Rimanere sobrio durante un Lockdown

Quando ero attivo, specialmente alla fine, tendevo a non darmi altra scelta che versarmi un altro bicchiere di vino immaginando che l’alcol fosse l’unico modo per sopportare la vita sulla terra. Così, quando qualcosa è veramente intollerabile, come una pandemia globale, gli alcolisti attivi sanno proprio cosa fare.

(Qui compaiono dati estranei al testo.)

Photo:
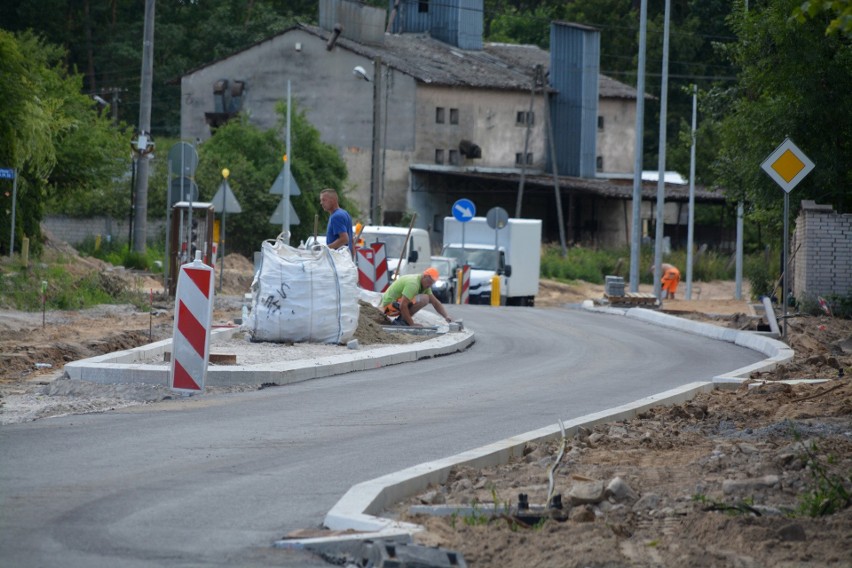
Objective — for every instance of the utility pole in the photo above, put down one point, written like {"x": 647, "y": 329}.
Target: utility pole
{"x": 661, "y": 162}
{"x": 636, "y": 238}
{"x": 376, "y": 163}
{"x": 144, "y": 144}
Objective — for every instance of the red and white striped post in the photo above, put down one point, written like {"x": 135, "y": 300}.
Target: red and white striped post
{"x": 366, "y": 269}
{"x": 464, "y": 286}
{"x": 380, "y": 262}
{"x": 193, "y": 318}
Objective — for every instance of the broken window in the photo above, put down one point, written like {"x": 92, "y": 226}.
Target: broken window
{"x": 523, "y": 118}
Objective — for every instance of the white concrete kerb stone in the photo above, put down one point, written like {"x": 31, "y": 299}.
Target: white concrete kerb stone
{"x": 359, "y": 508}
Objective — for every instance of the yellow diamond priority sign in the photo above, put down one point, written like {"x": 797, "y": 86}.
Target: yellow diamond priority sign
{"x": 787, "y": 165}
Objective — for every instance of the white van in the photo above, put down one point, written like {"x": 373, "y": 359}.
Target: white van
{"x": 415, "y": 253}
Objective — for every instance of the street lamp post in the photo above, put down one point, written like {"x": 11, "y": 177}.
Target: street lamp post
{"x": 225, "y": 173}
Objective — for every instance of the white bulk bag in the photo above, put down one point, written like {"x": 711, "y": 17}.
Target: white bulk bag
{"x": 303, "y": 295}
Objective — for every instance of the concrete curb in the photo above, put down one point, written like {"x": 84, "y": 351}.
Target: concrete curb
{"x": 776, "y": 351}
{"x": 357, "y": 510}
{"x": 134, "y": 365}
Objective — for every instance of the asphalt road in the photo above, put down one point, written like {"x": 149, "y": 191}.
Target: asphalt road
{"x": 214, "y": 481}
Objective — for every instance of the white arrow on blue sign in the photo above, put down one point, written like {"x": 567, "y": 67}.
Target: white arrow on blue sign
{"x": 464, "y": 210}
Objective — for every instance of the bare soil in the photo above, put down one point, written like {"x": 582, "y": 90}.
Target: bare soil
{"x": 718, "y": 481}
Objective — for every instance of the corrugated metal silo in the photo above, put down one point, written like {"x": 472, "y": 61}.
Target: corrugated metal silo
{"x": 412, "y": 16}
{"x": 574, "y": 69}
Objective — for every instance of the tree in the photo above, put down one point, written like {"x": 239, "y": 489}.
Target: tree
{"x": 50, "y": 133}
{"x": 842, "y": 9}
{"x": 794, "y": 82}
{"x": 254, "y": 160}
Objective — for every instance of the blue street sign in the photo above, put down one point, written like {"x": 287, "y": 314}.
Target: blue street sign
{"x": 464, "y": 210}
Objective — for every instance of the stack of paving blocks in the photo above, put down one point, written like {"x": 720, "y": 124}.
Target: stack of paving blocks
{"x": 614, "y": 286}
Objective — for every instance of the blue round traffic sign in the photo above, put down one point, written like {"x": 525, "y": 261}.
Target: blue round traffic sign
{"x": 464, "y": 210}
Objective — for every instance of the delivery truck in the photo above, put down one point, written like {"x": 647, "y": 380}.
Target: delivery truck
{"x": 513, "y": 253}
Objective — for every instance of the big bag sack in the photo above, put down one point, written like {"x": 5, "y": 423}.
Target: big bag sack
{"x": 301, "y": 295}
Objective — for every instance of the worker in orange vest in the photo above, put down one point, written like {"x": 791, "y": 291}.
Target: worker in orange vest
{"x": 670, "y": 280}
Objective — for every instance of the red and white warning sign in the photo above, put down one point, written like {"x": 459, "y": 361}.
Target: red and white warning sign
{"x": 193, "y": 318}
{"x": 372, "y": 267}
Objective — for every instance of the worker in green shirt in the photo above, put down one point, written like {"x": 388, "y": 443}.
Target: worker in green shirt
{"x": 409, "y": 294}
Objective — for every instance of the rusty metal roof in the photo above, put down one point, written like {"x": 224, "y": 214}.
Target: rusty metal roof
{"x": 612, "y": 188}
{"x": 499, "y": 66}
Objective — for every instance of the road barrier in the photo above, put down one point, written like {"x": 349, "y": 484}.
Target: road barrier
{"x": 193, "y": 318}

Oggi la mia ansia da 11 settembre mi manda a Zoom. Le riunioni che si riunivano una volta alla settimana offline ora si incontrano due volte al giorno. Per la maggior parte del tempo, ascoltiamo i relatori raccontare le loro storie – come è iniziato il bere, quanto male è diventato, cosa è successo per metterli in ginocchio, e come sono le loro vite ora. A parte qualche battuta sulla tecnologia, queste presentazioni sono fluenti, ironiche e commoventi, simili a quelle che si sentono in una riunione tradizionale.

Molte persone che parlano nelle riunioni dicono di essere sopraffatte dal sollievo di trovare questi incontri online, che sono davvero coerenti e potenti.

“Una parte di me vuole chiudere, rendere il mondo piccolo come il mio letto”, ha detto qualcuno da una quarantena senza luogo l’altro giorno. “Ma nella sobrietà scopro che posso essere utile a mia madre – chiamarla davvero, chiederle cosa le interessa, assicurarmi che stia bene.”

La quarantena a New York ha solo tre settimane, e devo aver partecipato a una dozzina di riunioni, anche se ho condiviso solo una volta. La mia diffidenza era dovuta al fatto che mi ero perso l’incontro nella vita reale? Le sedie pieghevoli, l’odore di muffa, gli sdolcinati cartelli “Easy Does It”, il tenersi per mano, la qualità affidabile di status-leveling degli scantinati dove mi sono disintossicato?

Tutti i macchinari iconici degli A.A. mi ricordano il mio fondo – quando le cose andavano così male, e la mia umiliazione così alta, che ho ricevuto quello che alcuni chiamano “il dono della disperazione”. Il ricordo di quel dono, di quanto male fosse una volta e di quanto, con mio quotidiano stupore, bene sia ora, è ciò che ricevo dalla rete globale di rudimentali spazi di incontro in 3-D conosciuti come “le stanze”.”

“Sto solo avendo problemi, durante questo virus, con tutto il cambiamento”, ho detto quando ho condiviso.

Su Zoom, è apparsa un’icona: un’altra “mano” si è alzata, e il presidente della riunione ha messo in silenzio qualcuno, che mi ha spostato al centro dello schermo.